Was ist Schönheit, Frau Architektin?

Anna Philipp ist kein Wellnessguru. Gleichwohl ist die Architektin in der elften Generation eine Meisterin darin, Orte zu schaffen, an denen Menschen auftanken und sogar ein Stück Ewigkeit berühren können.

Simon Jahn
Simon Jahn
11 min

Frau Philipp, haben Sie heute schon genossen?

Ja, ich habe gerade Urlaub. So konnte ich in aller Ruhe meinen Kaffee genießen und entspannt in den Tag starten. Das ist nicht immer so.

Was bedeutet Genuss für Sie?

Genuss heißt für mich Leben schmecken. Es ist ein innerer Ort, an dem ich ankomme in meinem Sein. Wir leben heute in einer Welt, in der wir ständig funktionieren müssen. Und ich glaube, da braucht es wieder mehr Schönheit und Genuss als Gegengewicht. Sie sind wie ein Schlüssel in unser Innerstes. Sie helfen der Seele aufzutanken.

Schöne Orte sind von jeher ein zentrales Thema in Ihrem Leben gewesen …

Unsere Familie hat sich seit elf Generationen der Architektur verschrieben. Das war immer präsent.

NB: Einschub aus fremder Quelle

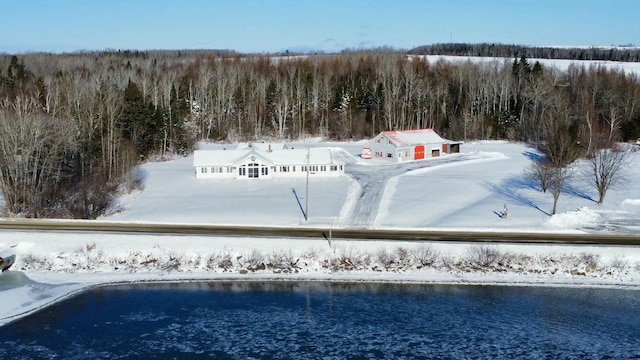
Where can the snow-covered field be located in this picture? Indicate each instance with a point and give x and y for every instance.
(458, 192)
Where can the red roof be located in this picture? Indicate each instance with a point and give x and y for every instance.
(413, 137)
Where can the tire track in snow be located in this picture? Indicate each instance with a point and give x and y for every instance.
(373, 180)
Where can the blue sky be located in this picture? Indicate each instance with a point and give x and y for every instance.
(324, 25)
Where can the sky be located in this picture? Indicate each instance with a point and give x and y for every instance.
(255, 26)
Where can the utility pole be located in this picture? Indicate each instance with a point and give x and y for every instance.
(306, 197)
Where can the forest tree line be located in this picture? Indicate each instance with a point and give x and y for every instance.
(626, 53)
(73, 126)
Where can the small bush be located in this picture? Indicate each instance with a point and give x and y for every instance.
(385, 258)
(424, 255)
(619, 263)
(590, 261)
(255, 261)
(483, 257)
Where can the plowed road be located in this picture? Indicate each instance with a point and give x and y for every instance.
(303, 232)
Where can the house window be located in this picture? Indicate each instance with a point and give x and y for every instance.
(253, 170)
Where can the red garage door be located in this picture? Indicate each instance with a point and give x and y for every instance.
(418, 152)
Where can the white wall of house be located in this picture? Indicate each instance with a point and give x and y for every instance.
(254, 163)
(410, 146)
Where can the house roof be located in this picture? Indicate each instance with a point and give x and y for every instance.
(275, 157)
(412, 137)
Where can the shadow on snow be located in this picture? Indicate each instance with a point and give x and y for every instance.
(509, 190)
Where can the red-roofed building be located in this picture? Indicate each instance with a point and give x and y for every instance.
(409, 145)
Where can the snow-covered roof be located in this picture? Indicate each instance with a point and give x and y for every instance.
(412, 137)
(275, 157)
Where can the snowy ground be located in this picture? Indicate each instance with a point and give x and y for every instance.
(461, 192)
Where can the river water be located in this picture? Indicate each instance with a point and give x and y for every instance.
(318, 320)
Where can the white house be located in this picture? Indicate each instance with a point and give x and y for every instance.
(408, 145)
(268, 161)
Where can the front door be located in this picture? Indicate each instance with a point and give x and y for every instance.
(418, 152)
(253, 171)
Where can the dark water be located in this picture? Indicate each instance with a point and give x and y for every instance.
(283, 320)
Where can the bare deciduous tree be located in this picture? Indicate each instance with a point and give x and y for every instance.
(604, 169)
(540, 173)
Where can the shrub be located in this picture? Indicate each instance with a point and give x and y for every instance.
(590, 261)
(483, 257)
(424, 255)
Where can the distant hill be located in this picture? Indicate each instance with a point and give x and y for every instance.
(610, 53)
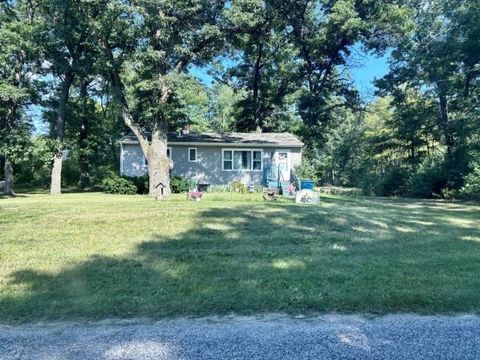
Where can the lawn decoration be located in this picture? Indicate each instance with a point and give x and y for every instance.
(291, 190)
(307, 197)
(194, 195)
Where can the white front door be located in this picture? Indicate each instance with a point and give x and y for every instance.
(282, 160)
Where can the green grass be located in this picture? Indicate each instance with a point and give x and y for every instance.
(95, 256)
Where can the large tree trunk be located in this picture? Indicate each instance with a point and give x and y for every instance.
(445, 120)
(56, 183)
(155, 151)
(83, 138)
(8, 170)
(158, 164)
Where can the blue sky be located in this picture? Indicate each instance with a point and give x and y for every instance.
(365, 68)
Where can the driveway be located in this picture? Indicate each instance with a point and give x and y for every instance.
(263, 337)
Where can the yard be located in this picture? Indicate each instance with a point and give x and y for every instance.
(96, 256)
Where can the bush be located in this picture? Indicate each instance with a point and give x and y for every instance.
(118, 185)
(430, 179)
(141, 183)
(391, 183)
(238, 186)
(471, 189)
(179, 184)
(306, 170)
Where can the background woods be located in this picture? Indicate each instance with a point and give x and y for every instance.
(76, 75)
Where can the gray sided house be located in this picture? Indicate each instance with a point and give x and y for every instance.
(219, 159)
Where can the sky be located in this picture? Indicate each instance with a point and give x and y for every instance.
(366, 69)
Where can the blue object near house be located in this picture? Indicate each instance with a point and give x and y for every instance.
(307, 184)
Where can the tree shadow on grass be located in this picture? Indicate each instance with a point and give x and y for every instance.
(341, 256)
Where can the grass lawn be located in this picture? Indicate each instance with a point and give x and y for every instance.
(96, 256)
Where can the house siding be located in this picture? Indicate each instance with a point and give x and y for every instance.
(208, 168)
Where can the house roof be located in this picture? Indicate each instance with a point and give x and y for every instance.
(237, 139)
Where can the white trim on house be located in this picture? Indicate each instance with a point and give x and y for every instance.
(287, 151)
(232, 150)
(196, 155)
(121, 159)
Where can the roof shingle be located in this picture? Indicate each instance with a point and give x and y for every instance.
(260, 139)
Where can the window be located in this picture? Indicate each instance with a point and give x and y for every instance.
(192, 154)
(257, 160)
(242, 160)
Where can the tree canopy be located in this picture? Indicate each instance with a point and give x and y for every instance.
(95, 70)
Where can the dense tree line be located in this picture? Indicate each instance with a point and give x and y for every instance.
(92, 70)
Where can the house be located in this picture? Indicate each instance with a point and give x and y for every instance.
(217, 159)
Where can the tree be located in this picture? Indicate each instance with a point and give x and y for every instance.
(68, 49)
(325, 32)
(265, 63)
(16, 83)
(147, 60)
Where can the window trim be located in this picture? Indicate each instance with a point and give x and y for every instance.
(252, 150)
(196, 155)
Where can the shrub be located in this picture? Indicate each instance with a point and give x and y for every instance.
(430, 179)
(391, 183)
(471, 189)
(238, 186)
(141, 183)
(179, 184)
(306, 170)
(118, 185)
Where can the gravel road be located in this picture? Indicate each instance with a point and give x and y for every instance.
(262, 337)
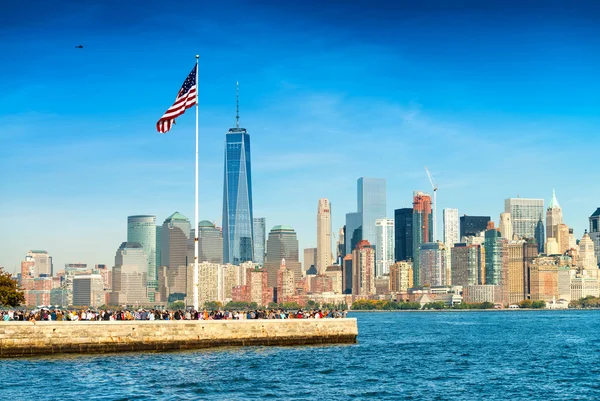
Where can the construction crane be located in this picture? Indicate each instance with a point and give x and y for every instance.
(434, 186)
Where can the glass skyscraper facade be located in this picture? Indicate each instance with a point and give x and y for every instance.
(472, 225)
(353, 231)
(260, 234)
(403, 233)
(422, 228)
(371, 199)
(527, 218)
(142, 229)
(237, 198)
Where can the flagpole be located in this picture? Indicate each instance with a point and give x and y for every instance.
(196, 306)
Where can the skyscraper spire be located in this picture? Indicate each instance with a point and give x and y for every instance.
(237, 104)
(554, 201)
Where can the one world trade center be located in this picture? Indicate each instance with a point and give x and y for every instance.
(237, 195)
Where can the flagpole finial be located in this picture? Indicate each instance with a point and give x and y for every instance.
(237, 104)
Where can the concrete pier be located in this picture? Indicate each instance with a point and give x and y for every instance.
(18, 339)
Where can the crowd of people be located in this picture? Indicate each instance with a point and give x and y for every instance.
(160, 314)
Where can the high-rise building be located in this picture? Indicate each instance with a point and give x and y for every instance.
(595, 232)
(341, 245)
(158, 248)
(433, 264)
(587, 255)
(553, 218)
(260, 238)
(563, 238)
(496, 261)
(530, 252)
(401, 276)
(403, 234)
(544, 278)
(516, 271)
(468, 264)
(347, 274)
(384, 248)
(88, 290)
(371, 199)
(450, 227)
(422, 228)
(310, 260)
(506, 226)
(527, 218)
(42, 263)
(363, 266)
(237, 197)
(282, 244)
(210, 243)
(286, 283)
(174, 236)
(142, 229)
(353, 231)
(130, 274)
(323, 235)
(473, 225)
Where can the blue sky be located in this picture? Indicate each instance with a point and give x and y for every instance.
(498, 99)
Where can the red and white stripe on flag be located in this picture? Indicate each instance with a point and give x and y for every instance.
(186, 98)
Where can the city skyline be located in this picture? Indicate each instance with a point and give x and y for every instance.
(120, 167)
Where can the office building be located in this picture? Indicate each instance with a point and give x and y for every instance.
(210, 243)
(142, 229)
(468, 264)
(130, 276)
(506, 226)
(174, 235)
(450, 227)
(347, 274)
(353, 231)
(553, 218)
(433, 265)
(310, 261)
(422, 228)
(324, 257)
(260, 238)
(384, 248)
(42, 263)
(516, 271)
(237, 197)
(88, 290)
(527, 218)
(371, 199)
(587, 255)
(496, 261)
(472, 226)
(595, 232)
(403, 231)
(282, 244)
(401, 276)
(363, 269)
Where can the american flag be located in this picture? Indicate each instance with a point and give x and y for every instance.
(186, 98)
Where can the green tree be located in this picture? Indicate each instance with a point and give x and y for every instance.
(10, 293)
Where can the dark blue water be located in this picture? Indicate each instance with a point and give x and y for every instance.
(544, 355)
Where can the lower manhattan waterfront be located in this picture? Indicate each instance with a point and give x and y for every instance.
(537, 355)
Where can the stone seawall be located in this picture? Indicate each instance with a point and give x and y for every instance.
(42, 338)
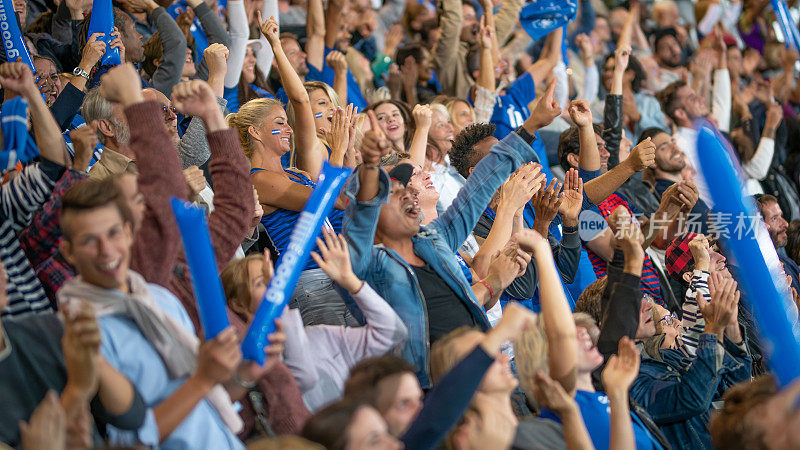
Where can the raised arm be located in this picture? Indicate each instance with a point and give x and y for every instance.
(230, 219)
(333, 19)
(450, 30)
(558, 323)
(641, 157)
(309, 151)
(17, 77)
(383, 329)
(237, 22)
(422, 119)
(168, 73)
(488, 59)
(620, 371)
(367, 189)
(315, 34)
(514, 194)
(160, 177)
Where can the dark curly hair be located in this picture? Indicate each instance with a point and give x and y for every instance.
(569, 143)
(462, 154)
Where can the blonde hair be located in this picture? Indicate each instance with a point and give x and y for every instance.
(311, 86)
(251, 114)
(451, 105)
(530, 356)
(236, 283)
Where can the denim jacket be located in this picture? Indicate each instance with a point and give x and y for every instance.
(436, 244)
(677, 390)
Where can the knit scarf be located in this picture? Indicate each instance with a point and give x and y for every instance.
(176, 345)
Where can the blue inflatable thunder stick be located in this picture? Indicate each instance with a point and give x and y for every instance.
(12, 38)
(291, 262)
(766, 290)
(203, 266)
(539, 18)
(102, 21)
(791, 36)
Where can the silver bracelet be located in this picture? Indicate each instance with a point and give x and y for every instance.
(244, 384)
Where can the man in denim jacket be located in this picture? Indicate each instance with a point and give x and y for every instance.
(403, 247)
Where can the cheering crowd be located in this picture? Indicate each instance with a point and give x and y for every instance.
(526, 254)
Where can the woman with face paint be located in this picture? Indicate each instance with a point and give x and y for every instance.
(265, 135)
(334, 123)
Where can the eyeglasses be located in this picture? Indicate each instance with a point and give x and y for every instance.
(52, 78)
(168, 109)
(669, 320)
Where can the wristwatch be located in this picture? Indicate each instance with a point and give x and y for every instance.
(78, 72)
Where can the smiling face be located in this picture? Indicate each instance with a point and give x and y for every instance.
(391, 121)
(666, 324)
(189, 70)
(647, 326)
(322, 106)
(441, 131)
(776, 224)
(401, 216)
(669, 158)
(170, 116)
(399, 401)
(249, 66)
(52, 83)
(276, 133)
(256, 283)
(99, 246)
(462, 116)
(422, 184)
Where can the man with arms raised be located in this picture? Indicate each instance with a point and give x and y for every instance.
(414, 267)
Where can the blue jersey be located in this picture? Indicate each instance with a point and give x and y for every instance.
(511, 110)
(597, 417)
(325, 75)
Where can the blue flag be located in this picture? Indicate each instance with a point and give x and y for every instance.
(12, 37)
(543, 16)
(18, 145)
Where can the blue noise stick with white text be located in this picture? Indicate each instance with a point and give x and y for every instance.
(293, 260)
(766, 291)
(203, 266)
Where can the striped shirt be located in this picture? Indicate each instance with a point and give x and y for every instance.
(650, 283)
(19, 200)
(692, 322)
(280, 223)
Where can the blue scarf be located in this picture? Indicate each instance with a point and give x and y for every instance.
(18, 145)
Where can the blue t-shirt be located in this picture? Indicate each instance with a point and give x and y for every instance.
(325, 75)
(511, 110)
(597, 416)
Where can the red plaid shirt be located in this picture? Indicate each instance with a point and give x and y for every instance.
(41, 239)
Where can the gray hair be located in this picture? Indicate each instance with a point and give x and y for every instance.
(96, 107)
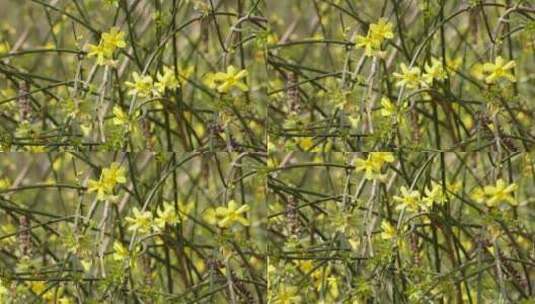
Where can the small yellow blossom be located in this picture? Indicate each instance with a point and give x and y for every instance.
(114, 39)
(373, 164)
(121, 118)
(493, 195)
(409, 199)
(232, 78)
(166, 216)
(107, 181)
(306, 143)
(225, 217)
(499, 69)
(377, 33)
(166, 80)
(389, 231)
(411, 78)
(142, 85)
(120, 252)
(389, 108)
(433, 72)
(109, 42)
(286, 295)
(434, 195)
(140, 221)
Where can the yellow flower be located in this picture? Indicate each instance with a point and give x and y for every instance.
(389, 231)
(114, 39)
(408, 199)
(120, 252)
(499, 69)
(166, 81)
(225, 217)
(4, 292)
(107, 181)
(100, 188)
(435, 71)
(114, 174)
(369, 45)
(493, 195)
(142, 85)
(306, 143)
(100, 52)
(5, 183)
(141, 221)
(230, 79)
(381, 30)
(286, 295)
(109, 42)
(166, 216)
(411, 78)
(389, 108)
(377, 33)
(121, 118)
(373, 164)
(434, 195)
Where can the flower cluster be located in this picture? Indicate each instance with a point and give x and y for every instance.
(373, 164)
(109, 177)
(377, 33)
(145, 86)
(493, 195)
(109, 42)
(144, 222)
(224, 82)
(491, 72)
(413, 77)
(226, 217)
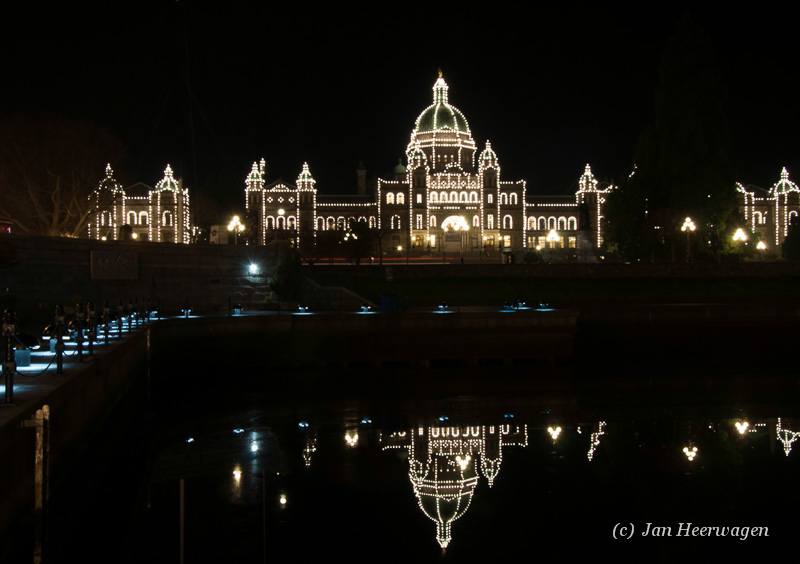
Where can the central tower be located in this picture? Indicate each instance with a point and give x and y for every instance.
(442, 133)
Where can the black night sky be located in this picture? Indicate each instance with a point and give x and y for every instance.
(552, 87)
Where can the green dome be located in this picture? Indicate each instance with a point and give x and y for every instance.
(440, 114)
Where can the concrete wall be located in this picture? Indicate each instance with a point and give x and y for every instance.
(46, 271)
(80, 400)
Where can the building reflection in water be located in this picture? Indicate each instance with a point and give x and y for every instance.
(445, 464)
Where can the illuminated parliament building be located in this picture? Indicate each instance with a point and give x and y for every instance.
(448, 196)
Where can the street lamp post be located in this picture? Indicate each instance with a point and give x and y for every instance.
(687, 227)
(740, 237)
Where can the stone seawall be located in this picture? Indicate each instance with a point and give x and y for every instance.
(80, 400)
(46, 271)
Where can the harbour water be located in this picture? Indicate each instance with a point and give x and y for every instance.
(228, 463)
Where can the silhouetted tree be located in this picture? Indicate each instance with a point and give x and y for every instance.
(288, 280)
(48, 169)
(683, 164)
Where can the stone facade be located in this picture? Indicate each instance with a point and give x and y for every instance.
(445, 198)
(140, 212)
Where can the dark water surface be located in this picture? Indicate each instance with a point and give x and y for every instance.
(439, 443)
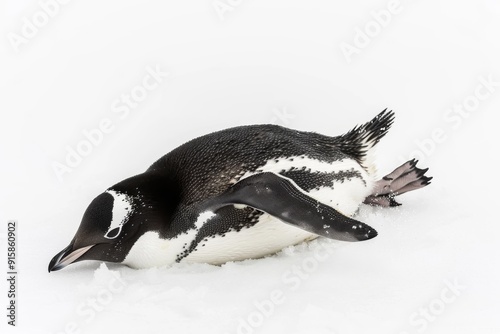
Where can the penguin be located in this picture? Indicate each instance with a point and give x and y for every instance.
(240, 193)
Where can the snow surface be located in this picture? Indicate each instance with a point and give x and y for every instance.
(273, 61)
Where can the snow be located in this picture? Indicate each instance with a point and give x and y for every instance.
(94, 79)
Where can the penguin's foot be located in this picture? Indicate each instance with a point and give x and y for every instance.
(406, 177)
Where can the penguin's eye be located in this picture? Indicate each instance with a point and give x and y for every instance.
(113, 233)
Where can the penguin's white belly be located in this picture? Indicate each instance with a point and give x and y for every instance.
(269, 235)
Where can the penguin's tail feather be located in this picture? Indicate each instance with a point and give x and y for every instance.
(359, 142)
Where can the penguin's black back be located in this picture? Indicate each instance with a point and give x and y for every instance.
(208, 165)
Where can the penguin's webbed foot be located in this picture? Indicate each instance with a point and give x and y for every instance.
(405, 178)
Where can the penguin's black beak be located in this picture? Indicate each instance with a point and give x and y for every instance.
(67, 256)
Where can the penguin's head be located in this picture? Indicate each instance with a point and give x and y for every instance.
(113, 221)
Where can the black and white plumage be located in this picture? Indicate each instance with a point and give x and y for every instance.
(244, 192)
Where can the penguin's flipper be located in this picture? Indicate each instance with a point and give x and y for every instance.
(282, 198)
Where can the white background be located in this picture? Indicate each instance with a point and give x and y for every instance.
(255, 63)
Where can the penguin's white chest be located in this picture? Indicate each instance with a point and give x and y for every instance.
(269, 235)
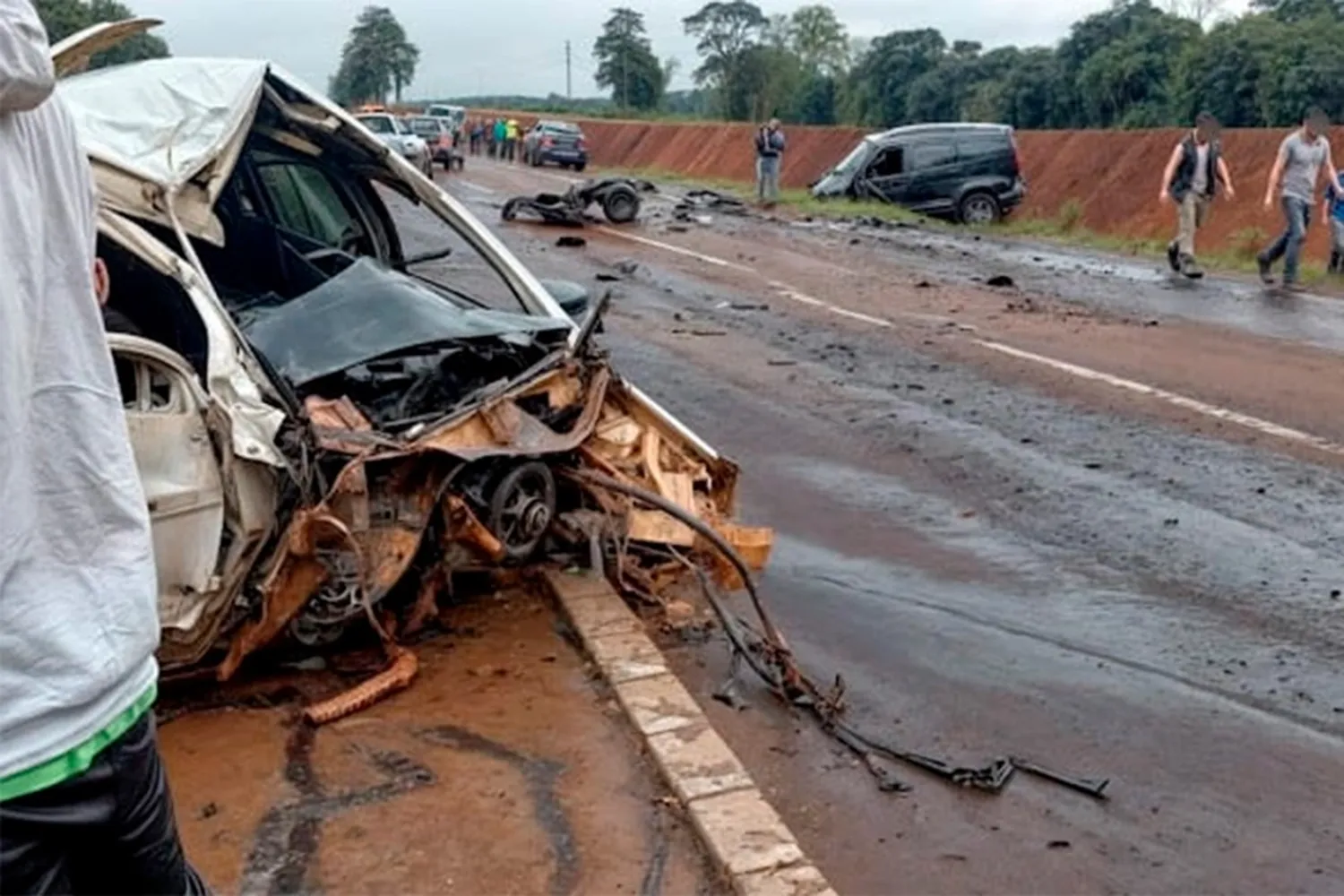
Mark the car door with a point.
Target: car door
(886, 177)
(179, 470)
(935, 174)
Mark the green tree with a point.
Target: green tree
(882, 78)
(626, 65)
(64, 18)
(819, 39)
(376, 59)
(728, 37)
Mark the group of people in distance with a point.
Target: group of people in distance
(495, 137)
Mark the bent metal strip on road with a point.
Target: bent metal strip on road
(1228, 416)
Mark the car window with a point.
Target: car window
(978, 145)
(379, 124)
(464, 273)
(932, 153)
(889, 163)
(308, 203)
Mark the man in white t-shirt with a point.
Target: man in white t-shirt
(1296, 171)
(83, 799)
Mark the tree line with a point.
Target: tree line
(1133, 65)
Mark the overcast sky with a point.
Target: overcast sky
(518, 46)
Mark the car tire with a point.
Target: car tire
(978, 209)
(621, 206)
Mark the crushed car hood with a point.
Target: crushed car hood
(368, 312)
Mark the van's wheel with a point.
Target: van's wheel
(621, 206)
(980, 209)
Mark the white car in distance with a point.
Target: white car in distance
(397, 136)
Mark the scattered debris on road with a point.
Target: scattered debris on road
(618, 198)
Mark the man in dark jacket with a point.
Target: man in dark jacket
(1191, 180)
(769, 159)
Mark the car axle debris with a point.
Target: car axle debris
(618, 198)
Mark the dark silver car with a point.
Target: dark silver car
(558, 142)
(962, 171)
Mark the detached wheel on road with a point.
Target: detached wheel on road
(620, 204)
(980, 209)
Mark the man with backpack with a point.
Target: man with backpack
(1191, 180)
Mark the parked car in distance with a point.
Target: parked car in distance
(964, 171)
(453, 115)
(440, 136)
(556, 142)
(397, 136)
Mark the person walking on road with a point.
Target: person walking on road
(1293, 177)
(83, 799)
(1333, 220)
(1191, 180)
(769, 145)
(511, 134)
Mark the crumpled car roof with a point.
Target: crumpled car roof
(164, 120)
(367, 312)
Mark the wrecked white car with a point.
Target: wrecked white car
(335, 406)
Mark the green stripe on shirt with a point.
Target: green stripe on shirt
(78, 759)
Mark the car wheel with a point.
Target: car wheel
(621, 206)
(980, 209)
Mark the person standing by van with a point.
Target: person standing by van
(83, 798)
(1293, 177)
(1191, 180)
(769, 145)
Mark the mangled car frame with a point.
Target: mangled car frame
(339, 384)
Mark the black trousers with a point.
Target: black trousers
(109, 831)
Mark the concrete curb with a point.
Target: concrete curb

Ich bin aufgewachsen in einem von meinem Vater entworfenen Haus, das keine rechten Winkel hat, nur 30/60-Grad-Winkel, wie sie in der Natur, etwa bei Bienenwaben, vorkommen. Diese ungewöhnliche, freie Umgebung hat es mir später leicht gemacht, out of the box zu denken und kreativ zu werden.

Woher wussten Sie, dass Sie Architektin werden wollten?

Das habe ich schon von klein auf gesagt. Ich hatte eine lebhafte Fantasie und konnte bereits als Kind in meinen Gedanken Räume malen. Das ist eine gute Voraussetzung. Durch meinen Vater war ich auch mit allen Themen und Schwierigkeiten des Berufs gut vertraut. Vonseiten meiner Eltern gab es da aber überhaupt keinen Druck, in diese Fußstapfen zu treten. 

Was reizt Sie besonders an dem Beruf?

Der griechische Wortstamm von Architektur bedeutet »erste Kunst« und »erstes Handwerk«. Diese Verbindung des Handwerklichen und des Künstlerischen finde ich das Schöne an dem Beruf. Es beginnt im Kopf, in der Fantasie, und zwei, drei Jahre später betritt man den Ort, der dann von Menschen erfüllt, geprägt und verändert wird.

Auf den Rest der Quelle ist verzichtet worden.